Certainly interesting, but it is important to keep some quality to
control. I think a line can be found to tread in the middle. There has
been a lot of talk about the possibility of adopting distributed
version control, and we already have mirrors in place officially and
unofficially. I could imagine such a documentation editing being
committed to branches in such a system.
I'm not completely sure there are enough changes needed to the
documentation to warrant it, however.
On Fri, Nov 21, 2008 at 8:49 AM, Ezio Melotti
As far as I know, the only way to report a typo or change something in the documentation is actually open an issue in the bug tracker. This implies that: 1. If the user is not registered to the bug tracker he can't open the issue, and he won't probably register for a small mistake; 2. The user has to spend some time to reach the bug tracker page, open a new issue, write a brief description of the problem and possibly create and attach a patch; 3. A developer (of Python) has to read the issue, write a patch or check if the attached patch is ok and then apply it (even if I think that some developers can edit the doc directly).
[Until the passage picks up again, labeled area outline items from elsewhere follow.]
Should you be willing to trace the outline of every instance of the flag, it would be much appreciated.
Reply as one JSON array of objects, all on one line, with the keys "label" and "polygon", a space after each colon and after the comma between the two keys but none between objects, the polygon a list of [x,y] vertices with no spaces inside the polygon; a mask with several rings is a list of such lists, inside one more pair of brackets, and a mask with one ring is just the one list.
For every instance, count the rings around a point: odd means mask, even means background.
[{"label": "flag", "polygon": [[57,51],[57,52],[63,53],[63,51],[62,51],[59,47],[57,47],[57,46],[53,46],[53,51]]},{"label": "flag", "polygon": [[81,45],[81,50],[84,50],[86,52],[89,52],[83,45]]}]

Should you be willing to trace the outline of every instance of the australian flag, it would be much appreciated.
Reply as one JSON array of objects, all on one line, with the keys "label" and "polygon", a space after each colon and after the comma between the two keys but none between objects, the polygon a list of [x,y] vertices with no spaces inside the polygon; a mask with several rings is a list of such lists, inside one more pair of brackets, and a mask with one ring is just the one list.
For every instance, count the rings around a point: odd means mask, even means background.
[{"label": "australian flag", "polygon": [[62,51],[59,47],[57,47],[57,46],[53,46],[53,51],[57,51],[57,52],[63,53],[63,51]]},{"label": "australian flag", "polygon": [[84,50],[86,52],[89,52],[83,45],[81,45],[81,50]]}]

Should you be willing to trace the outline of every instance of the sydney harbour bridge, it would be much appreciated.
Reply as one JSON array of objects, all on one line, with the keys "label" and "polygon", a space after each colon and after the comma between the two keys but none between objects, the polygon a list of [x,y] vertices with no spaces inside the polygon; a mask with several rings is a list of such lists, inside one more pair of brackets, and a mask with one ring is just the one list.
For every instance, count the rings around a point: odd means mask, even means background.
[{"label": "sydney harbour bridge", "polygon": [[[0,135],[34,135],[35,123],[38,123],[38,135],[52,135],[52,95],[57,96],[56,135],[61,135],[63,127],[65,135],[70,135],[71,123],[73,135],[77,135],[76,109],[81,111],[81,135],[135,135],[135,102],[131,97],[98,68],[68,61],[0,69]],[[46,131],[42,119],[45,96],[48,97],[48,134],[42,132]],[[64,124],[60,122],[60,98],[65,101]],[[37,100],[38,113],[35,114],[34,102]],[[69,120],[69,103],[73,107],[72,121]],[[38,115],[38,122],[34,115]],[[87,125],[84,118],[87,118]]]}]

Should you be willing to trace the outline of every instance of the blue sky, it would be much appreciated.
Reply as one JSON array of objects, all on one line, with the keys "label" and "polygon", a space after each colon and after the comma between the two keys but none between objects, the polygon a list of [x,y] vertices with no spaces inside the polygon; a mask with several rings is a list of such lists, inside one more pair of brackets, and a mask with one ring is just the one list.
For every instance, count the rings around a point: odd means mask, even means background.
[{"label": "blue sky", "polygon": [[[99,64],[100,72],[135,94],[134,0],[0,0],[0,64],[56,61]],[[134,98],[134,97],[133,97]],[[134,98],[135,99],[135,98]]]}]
In my opinion this is rather clumsy and certainly not user-friendly. Even if the user is registered to the bug tracker and knows how to report an issue (and this is already a small subset of the doc readers) he may not want to go through all these step just to fix a typo.
The idea is to allow all the users to edit the documentation pages directly (like a wiki), but wait the approval of a developer before apply the changes. The steps will then be: 1. The user finds a mistake, clicks on an [edit] link and fixes it; 2. A developer check if the correction is ok and approves of refuses it.
This will also lead to the following benefits: 1. All the users can contribute even if they are not registered and/or they don't know how/where to report the problem; 2. The process is simpler so the users are more likely to report mistakes, spending less time; 3. If the process is easy enough, users may want to submit some example or tip that could be useful to others; 4. The developers just have to check and approve/refuse the changes. Again, this will require less time and they will be able to fix several mistakes in few minutes (if not seconds); 5. The bug tracker won't be "polluted" by issues regarding typos and other small mistakes in the doc.
Problems and limitations: Even if probably there's already something like this out there, I don't know how easy it is to find/implement it. It shouldn't be too hard to write something ex-novo, but then again, someone will have to do it. Something like this works well for self-explanatory corrections (like typos), but it could not be the best when you have to explain the reasons of the change. Possible solutions are: 1. Allow the user to write an (optional) comment to the correction (e.g. "Changed xyz to match the new docstring."); 2. Open an issue where to discuss about the correction and then edit the page (some developers could have direct access to the page so they can edit them immediately -- I don't know if there's already something like that now or if they have to apply patches); 3. Have a "discussion page" like the the ones that are commonly used in wikis.
I don't know how feasible this idea is, but I'd really like to have a simpler way of editing the doc. It would also be nice, if the users could contribute actively to improve the doc, adding more exampes and pointing out possible pitfalls (and the developers' approval will still assure correctness).